The reason this simple idea is important is because there are two fallacies of the modern age that would eliminate philanthropy entirely. Both are blindly Utopian. The first is a misinterpretation of the "invisible hand" that applies economic self-interest as the criterion of all behavior. The second is an interpretation that argues that the state best understands the needs of the society and of individuals and has the primary responsibility for their welfare; the state, therefore, must have the power and authority to plan and provide for them as necessary. Whatever labels we put on them, neither has a place for philanthropy.

Self-interest as the principal acceptable motive for economic behavior seems to me far superior to the notion that the state can plan economic activity with such wisdom as to produce a humane and free society. But the self-interested society tends to pay for its wealth by a loss of humanity; the planned society certainly pays for distributive justice by the loss of freedom, political as well as economic.

Philanthropyto paraphrase James Douglas's splendid book, Why Charity?is the instrument that societies have used to compensate for the indifference of the marketplace and the incompetence of the state. Voluntary acts of compassion and acts of community are always needed, in all societies, and always will be.

Public Goods

The quality of life even in modern America and in other economically advanced societies makes the scale of resources required beyond the reach of private, voluntary giving. Churches, corporations, universities, artists, and intellectuals willingly and properly accept government funds: It is in their self-interest to do so; most will argue that it is also in the public interest for them to do so. The scale of need is so great that voluntary contributions inevitably fall short.

 Less often voiced is a second theme: Many of the needs of community are what economists call public goods which

 ... bestow benefits that are often so widely diffused that it is impossible to allocate their costs to the individual beneficiaries in a commensurate proportion. Moreover, in the case of pure public goods their enjoyment by some will not curtail their enjoyment by others. The market will not produce such goods for a variety of reasons, but chiefly because if everyone can enjoy what it produced for someone else, no one will want to reveal his demand for a public good. (Henry W. Spiegel, The Growth of Economic Thought)

If someone else will pay for something that I will then be able to use, why should I pay for it? Mr. Jones built a private road and a private bridge; when others began to use it, Mr. Jones concluded that the next road and bridge would be built by someone else. When no one stepped forwardwhen no one volunteered " the public" had to pay for it, or it wasn't built at all.

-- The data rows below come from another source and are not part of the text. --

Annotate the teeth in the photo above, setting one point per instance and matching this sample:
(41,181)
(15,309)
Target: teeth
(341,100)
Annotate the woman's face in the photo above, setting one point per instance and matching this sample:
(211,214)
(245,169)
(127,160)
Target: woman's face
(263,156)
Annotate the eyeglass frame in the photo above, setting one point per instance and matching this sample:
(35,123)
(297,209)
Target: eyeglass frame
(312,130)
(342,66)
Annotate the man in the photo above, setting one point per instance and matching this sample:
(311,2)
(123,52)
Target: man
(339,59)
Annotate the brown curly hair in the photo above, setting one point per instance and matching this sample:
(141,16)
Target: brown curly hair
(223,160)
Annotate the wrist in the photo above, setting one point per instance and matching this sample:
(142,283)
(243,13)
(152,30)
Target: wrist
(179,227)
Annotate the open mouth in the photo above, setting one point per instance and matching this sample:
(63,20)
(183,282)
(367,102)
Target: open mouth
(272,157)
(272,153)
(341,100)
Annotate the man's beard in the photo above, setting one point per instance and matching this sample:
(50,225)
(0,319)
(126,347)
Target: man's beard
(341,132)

The reason I prolong this is because not enough attention is given to the range and variety of public goods, and which among them should be provided by taxation and which might be left to the marketplace and to private philanthropy. This becomes a powerfully important question in my mind because it involves a determination of the best way to preserve the freedom of thought. For example:

HOW SHOULD PHILOSOPHERS BE PAID?

If, as has been the case in recent years, philosophers are primarily dependent on income derived from teaching, and if it is true that there has been a decline in the number of students who take courses in philosophy; and if it is the case that those who provide financial support to colleges and universities through gifts and grants either neglect philosophy or attach strings to their gifts to philosophers; and if the popular culture is bored with philosophy and philosophy can claim little share of the vast sums generated by television advertising, say, or the more profitable books clubs ... Or if philosophers have to spend so much time teaching in order to earn a living that they have no time for reflection, discussion, debate, and research on questions that may not prove to be fruitful (the same problems plague mathematicians, by the way), then perhaps there is a place for philanthropic support. The marketplace usually ignores philosophy because it isn't "useful"; the state usually becomes very heavy--handed in making sure philosophers are useful, but in one Right Way.